Siemens constrói instalação de produção de hidrogênio sem CO2 no sul da Alemanha

A Siemens Smart Infrastructure e a WUN H2 GmbH assinaram um contrato para construir uma das maiores instalações de produção de hidrogênio na Alemanha. Ela será construída em Wunsiedel, no norte da Baviera. Com uma entrada de energia de seis megawatts na fase inicial de desenvolvimento, a instalação funcionará exclusivamente com energia renovável e será livre de CO2. A instalação de eletrólise da Siemens Energy terá capacidade para produzir mais de 900 toneladas de hidrogênio por ano nesta primeira fase. Quando totalmente expandida, terá capacidade para fornecer até 2.000 toneladas. A inauguração está prevista para o final deste ano e o comissionamento no final de 2021.

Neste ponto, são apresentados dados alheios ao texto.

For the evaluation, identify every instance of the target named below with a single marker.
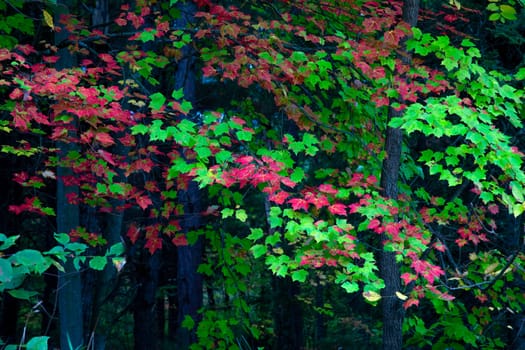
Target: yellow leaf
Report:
(371, 296)
(401, 296)
(48, 19)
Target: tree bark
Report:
(189, 282)
(68, 218)
(393, 312)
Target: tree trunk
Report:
(189, 282)
(393, 312)
(68, 218)
(144, 311)
(288, 314)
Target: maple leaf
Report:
(337, 209)
(299, 203)
(144, 202)
(407, 278)
(180, 240)
(493, 209)
(105, 139)
(374, 224)
(279, 197)
(410, 302)
(327, 188)
(108, 157)
(153, 244)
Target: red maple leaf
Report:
(108, 157)
(407, 278)
(374, 224)
(105, 139)
(327, 188)
(279, 197)
(180, 240)
(299, 203)
(144, 202)
(133, 233)
(410, 302)
(153, 244)
(337, 209)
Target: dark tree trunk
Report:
(68, 217)
(288, 315)
(189, 282)
(393, 312)
(144, 310)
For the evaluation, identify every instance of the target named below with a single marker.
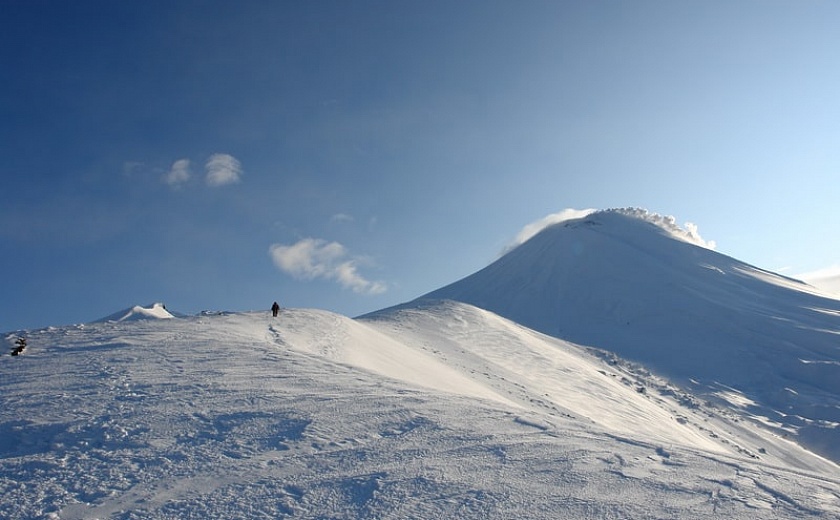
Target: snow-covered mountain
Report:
(440, 408)
(635, 284)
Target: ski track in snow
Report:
(426, 414)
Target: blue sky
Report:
(354, 155)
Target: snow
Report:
(441, 408)
(627, 282)
(138, 312)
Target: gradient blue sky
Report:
(354, 155)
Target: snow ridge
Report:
(313, 415)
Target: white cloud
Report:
(179, 173)
(535, 227)
(689, 232)
(342, 217)
(313, 258)
(223, 169)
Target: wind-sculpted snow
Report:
(442, 412)
(622, 282)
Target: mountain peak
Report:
(635, 283)
(618, 217)
(152, 311)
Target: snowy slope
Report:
(444, 411)
(138, 312)
(635, 284)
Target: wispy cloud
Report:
(223, 169)
(313, 258)
(535, 227)
(179, 173)
(342, 217)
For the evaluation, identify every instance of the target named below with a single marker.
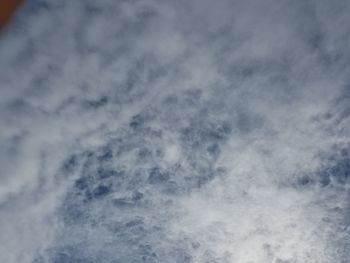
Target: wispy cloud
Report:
(175, 131)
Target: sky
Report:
(181, 131)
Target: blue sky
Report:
(175, 131)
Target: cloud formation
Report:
(175, 131)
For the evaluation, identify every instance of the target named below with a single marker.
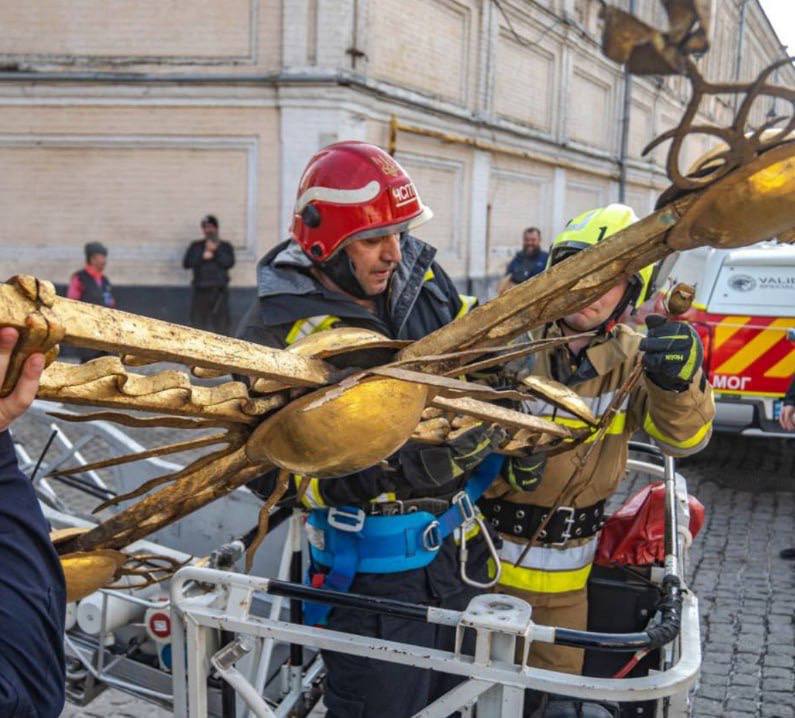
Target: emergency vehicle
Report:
(744, 312)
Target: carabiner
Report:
(463, 555)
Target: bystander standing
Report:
(210, 258)
(90, 284)
(528, 262)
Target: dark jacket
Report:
(420, 299)
(32, 600)
(209, 273)
(523, 266)
(85, 287)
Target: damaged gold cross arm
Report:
(106, 382)
(117, 332)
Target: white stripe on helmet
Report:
(338, 196)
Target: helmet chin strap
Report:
(340, 270)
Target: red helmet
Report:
(350, 191)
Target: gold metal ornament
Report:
(345, 399)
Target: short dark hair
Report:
(93, 248)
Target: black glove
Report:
(673, 353)
(473, 445)
(524, 473)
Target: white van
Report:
(744, 311)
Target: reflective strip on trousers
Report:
(693, 441)
(547, 569)
(312, 498)
(311, 325)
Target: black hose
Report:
(387, 606)
(669, 609)
(654, 637)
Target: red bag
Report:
(635, 534)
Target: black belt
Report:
(406, 506)
(523, 520)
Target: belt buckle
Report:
(431, 540)
(390, 508)
(568, 524)
(465, 506)
(346, 520)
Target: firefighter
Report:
(672, 402)
(350, 262)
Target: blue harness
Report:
(347, 541)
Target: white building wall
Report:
(129, 128)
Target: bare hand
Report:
(787, 418)
(18, 401)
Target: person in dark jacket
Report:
(210, 258)
(92, 285)
(351, 263)
(527, 262)
(32, 589)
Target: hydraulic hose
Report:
(669, 609)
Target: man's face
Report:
(374, 260)
(531, 242)
(210, 230)
(98, 261)
(597, 312)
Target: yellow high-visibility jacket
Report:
(680, 423)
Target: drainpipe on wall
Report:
(622, 156)
(739, 59)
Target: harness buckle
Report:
(390, 508)
(465, 506)
(568, 524)
(346, 519)
(431, 539)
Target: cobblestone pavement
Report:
(746, 592)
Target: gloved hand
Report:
(524, 473)
(472, 445)
(673, 353)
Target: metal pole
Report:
(501, 701)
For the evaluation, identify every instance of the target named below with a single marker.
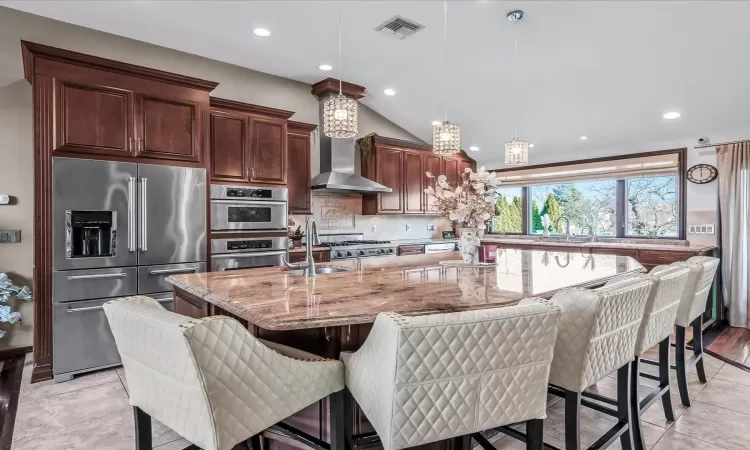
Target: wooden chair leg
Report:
(680, 365)
(338, 421)
(572, 420)
(625, 379)
(698, 347)
(635, 405)
(535, 434)
(666, 399)
(142, 429)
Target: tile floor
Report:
(92, 412)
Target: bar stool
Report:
(693, 304)
(429, 378)
(598, 332)
(214, 383)
(656, 328)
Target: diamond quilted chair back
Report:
(162, 376)
(429, 378)
(598, 331)
(693, 303)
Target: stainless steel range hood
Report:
(337, 168)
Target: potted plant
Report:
(468, 205)
(8, 290)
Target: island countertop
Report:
(276, 299)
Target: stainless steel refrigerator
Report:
(120, 229)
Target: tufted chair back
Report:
(209, 379)
(598, 331)
(693, 303)
(424, 379)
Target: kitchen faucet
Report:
(311, 229)
(567, 226)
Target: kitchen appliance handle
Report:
(248, 254)
(97, 276)
(178, 270)
(144, 215)
(131, 214)
(248, 202)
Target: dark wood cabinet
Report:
(228, 146)
(94, 119)
(248, 143)
(414, 177)
(298, 176)
(168, 128)
(268, 150)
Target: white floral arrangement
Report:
(471, 203)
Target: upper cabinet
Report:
(298, 176)
(248, 143)
(402, 166)
(103, 108)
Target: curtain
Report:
(734, 204)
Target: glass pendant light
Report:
(340, 112)
(516, 150)
(446, 136)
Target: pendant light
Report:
(516, 150)
(340, 112)
(446, 136)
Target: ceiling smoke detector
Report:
(398, 27)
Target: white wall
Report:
(16, 135)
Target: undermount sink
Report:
(319, 271)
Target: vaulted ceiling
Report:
(608, 70)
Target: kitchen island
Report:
(334, 312)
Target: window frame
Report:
(620, 198)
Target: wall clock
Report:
(702, 173)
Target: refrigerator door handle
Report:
(144, 218)
(131, 214)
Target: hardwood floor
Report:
(734, 344)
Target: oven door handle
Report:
(248, 254)
(248, 202)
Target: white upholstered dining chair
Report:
(598, 332)
(210, 380)
(429, 378)
(656, 328)
(690, 313)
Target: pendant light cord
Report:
(340, 83)
(445, 49)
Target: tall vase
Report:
(468, 245)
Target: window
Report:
(509, 211)
(651, 207)
(590, 205)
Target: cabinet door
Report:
(414, 175)
(390, 169)
(434, 165)
(298, 173)
(94, 119)
(450, 170)
(169, 129)
(268, 151)
(228, 147)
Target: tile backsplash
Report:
(343, 214)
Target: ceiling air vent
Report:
(398, 27)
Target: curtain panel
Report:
(734, 203)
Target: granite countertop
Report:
(275, 299)
(686, 247)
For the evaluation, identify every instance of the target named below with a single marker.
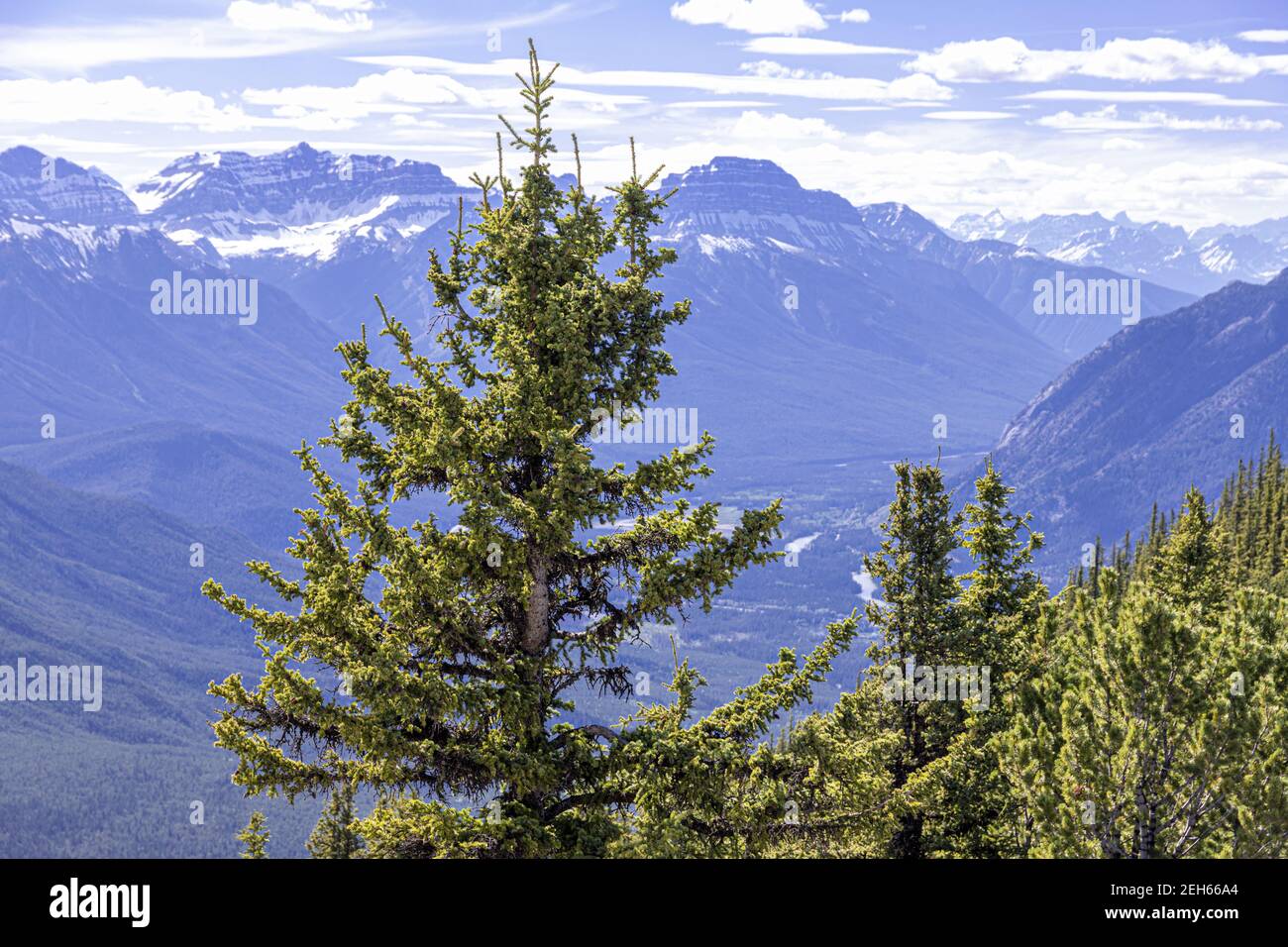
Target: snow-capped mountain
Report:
(743, 198)
(1008, 274)
(300, 201)
(42, 185)
(1199, 262)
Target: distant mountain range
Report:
(827, 341)
(1173, 402)
(1197, 262)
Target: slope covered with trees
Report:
(441, 674)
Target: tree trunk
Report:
(536, 630)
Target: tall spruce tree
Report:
(918, 625)
(464, 648)
(971, 809)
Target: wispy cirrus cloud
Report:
(1154, 59)
(1263, 35)
(764, 81)
(322, 16)
(1108, 119)
(812, 46)
(1164, 95)
(246, 31)
(751, 16)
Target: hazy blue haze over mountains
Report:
(174, 429)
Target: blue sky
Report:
(1171, 111)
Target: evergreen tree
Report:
(334, 835)
(464, 648)
(1155, 723)
(971, 809)
(254, 838)
(918, 625)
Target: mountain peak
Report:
(737, 195)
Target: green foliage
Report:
(1155, 723)
(462, 650)
(335, 835)
(254, 836)
(1137, 714)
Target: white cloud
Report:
(76, 48)
(811, 46)
(1122, 145)
(751, 16)
(395, 90)
(273, 17)
(964, 115)
(1263, 35)
(1108, 120)
(1154, 59)
(716, 103)
(758, 127)
(43, 102)
(915, 88)
(1184, 98)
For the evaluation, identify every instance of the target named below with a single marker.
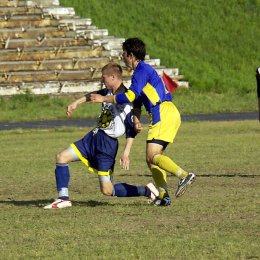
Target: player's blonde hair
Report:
(113, 68)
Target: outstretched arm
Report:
(96, 98)
(124, 158)
(137, 123)
(75, 103)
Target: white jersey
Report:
(116, 119)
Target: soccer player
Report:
(148, 89)
(98, 149)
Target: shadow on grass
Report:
(42, 203)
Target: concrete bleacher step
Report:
(31, 32)
(50, 32)
(30, 20)
(40, 53)
(56, 64)
(62, 75)
(42, 41)
(47, 49)
(34, 3)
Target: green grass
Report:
(30, 107)
(216, 219)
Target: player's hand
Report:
(138, 127)
(96, 98)
(124, 162)
(70, 108)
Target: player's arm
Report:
(77, 102)
(137, 115)
(127, 97)
(124, 158)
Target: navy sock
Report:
(127, 190)
(62, 175)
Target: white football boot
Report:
(182, 186)
(59, 204)
(154, 193)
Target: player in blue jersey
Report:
(148, 89)
(98, 149)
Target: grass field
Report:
(218, 217)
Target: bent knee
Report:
(63, 157)
(107, 192)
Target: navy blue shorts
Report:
(98, 151)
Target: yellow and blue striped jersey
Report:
(146, 88)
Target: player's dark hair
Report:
(113, 68)
(135, 46)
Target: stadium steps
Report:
(47, 49)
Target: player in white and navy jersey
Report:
(98, 149)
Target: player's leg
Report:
(159, 175)
(62, 175)
(166, 131)
(125, 189)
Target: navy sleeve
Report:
(129, 125)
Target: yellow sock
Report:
(169, 165)
(159, 176)
(160, 179)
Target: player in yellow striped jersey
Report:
(148, 89)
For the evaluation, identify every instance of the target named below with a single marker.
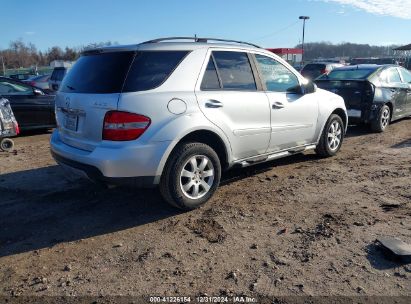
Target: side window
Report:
(14, 88)
(210, 79)
(393, 76)
(235, 71)
(277, 78)
(406, 75)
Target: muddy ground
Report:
(296, 226)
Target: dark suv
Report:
(374, 94)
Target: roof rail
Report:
(197, 39)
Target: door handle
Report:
(212, 103)
(277, 105)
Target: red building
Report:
(293, 56)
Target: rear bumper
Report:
(365, 114)
(135, 165)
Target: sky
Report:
(269, 23)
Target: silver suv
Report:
(176, 114)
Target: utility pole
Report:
(4, 67)
(302, 45)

A Alemanha prometeu ser neutra em relação aos gases do efeito estufa até 2050. Para isso, todos os setores que utilizam energia, como transporte e indústria, devem avançar com a descarbonização. A instalação em Wunsiedel servirá de modelo para toda a Alemanha. Ele irá converter a energia renovável disponível nesta região, por exemplo, da energia fotovoltaica e eólica, em hidrogênio armazenável (H2), tornando-a disponível para aplicações em mobilidade e indústria. Isso é especialmente útil quando, em dias de sol e vento, mais energia de fontes renováveis é produzida do que o necessário.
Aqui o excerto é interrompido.